Num país onde os deputados ganham mais de cem vezes o ordenado médio, ainda há quem seja capaz de generosidade.
Um polícia queniano doou a totalidade do seu salário de Julho a uma organização que ajuda pessoas atingidas pela fome. A notícia fez manchete nesse país leste-africano, e não só. Numa altura em que mais de dois milhões de quenianos recebem ajuda alimentar, espera-se que o gesto inspire outras pessoas, se não a fazerem o mesmo, pelo menos a contribuírem.
O gesto de Hashim Mohammed Elmogo, um muçulmano de 36 anos, parece ter sido espontâneo. Ele diz que foi a resposta a um choque que o atingiu de repente quando viu uma criança a tentar mamar no peito da sua mãe já morta. "Fiquei muito emocionado", diz. "Temos de fazer o que pudermos para aliviar a situação e salvar os nossos irmãos quenianos".
Comparando com a vizinha Somália, a fome no Quénia tem recebido pouca atenção. No entanto, é uma situação que já afeta milhões de pessoas, em especial no Norte. Um milhão de seiscentas mil pessoas dependem do programa alimentar da ONU. Outras oitocentos mil, de ajuda governamental. E várias organizações no terreno desempenham um papel importante.
Amigos vão ajudá-lo durante o Ramadão
Hashim ganha o equivalente a 376 dólares, ou 265 euros. Não é um mau ordenado, num país onde o rendimento médio anda pelos 1600 dólares anuais. (Embora os membros do parlamento ganhem 175 mil dólares, e estejam atualmente a ver se conseguem continuar isentos de impostos!).
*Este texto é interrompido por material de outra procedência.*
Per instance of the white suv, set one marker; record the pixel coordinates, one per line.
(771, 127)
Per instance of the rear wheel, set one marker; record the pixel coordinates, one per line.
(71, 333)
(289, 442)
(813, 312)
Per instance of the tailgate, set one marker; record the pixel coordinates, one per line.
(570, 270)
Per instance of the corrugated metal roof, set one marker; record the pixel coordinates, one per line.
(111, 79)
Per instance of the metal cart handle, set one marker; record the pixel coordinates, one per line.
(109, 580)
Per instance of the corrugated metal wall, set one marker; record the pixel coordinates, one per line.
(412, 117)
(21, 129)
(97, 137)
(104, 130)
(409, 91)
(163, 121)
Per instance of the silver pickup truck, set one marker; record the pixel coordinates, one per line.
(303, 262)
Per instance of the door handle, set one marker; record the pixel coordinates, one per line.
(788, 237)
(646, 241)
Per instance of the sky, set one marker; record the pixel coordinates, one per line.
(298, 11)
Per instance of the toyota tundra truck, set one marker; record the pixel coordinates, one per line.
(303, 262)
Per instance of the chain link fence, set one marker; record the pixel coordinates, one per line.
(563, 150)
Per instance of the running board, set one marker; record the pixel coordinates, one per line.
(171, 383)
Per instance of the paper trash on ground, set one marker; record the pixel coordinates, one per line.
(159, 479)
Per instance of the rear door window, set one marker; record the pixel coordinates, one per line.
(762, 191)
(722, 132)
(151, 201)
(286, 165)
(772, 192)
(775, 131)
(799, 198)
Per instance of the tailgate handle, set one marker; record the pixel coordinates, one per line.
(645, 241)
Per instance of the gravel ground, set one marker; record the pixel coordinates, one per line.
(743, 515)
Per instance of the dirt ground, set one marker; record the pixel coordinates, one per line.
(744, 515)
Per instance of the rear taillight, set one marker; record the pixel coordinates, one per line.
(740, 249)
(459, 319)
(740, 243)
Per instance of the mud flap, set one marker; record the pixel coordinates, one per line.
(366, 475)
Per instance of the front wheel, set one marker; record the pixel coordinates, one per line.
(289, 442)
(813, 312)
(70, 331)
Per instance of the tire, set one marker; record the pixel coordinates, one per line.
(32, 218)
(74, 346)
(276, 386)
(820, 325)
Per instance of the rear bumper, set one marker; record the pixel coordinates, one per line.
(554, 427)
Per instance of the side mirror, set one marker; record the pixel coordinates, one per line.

Primeiro de nove filhos, Hashim nasceu numa família com algum envolvimento na política local. Após estudar Jornalismo e Ciência Política na Índia, regressou ao Quénia. Tentou cursar direito, mas não entrou. Candidatou-se então à polícia.
A sua carreira lá não tem sido isenta de acidentes. Uma hérnia impediu-o de terminar um curso especial de promoção. Dois enfrentamentos pessoais com a lei, um por posse de bhang (uma intoxicante barato de origem indiana) e outro por agressão, também não ajudaram.
Nenhum desses casos acarretou consequências de maior, e nada terão a ver com a decisão generosa tomada por Hashim. Os seus amigos confirmam, e já se comprometeram a sustentá-lo durante o mês do Ramadão, que agora se inicia.
"Peço aos meus colegas que compreendam o significado de dar, especialmente durante o mês santo do Ramadão", diz Hashim. Inúmeras pessoas responderam já ao seu apelo.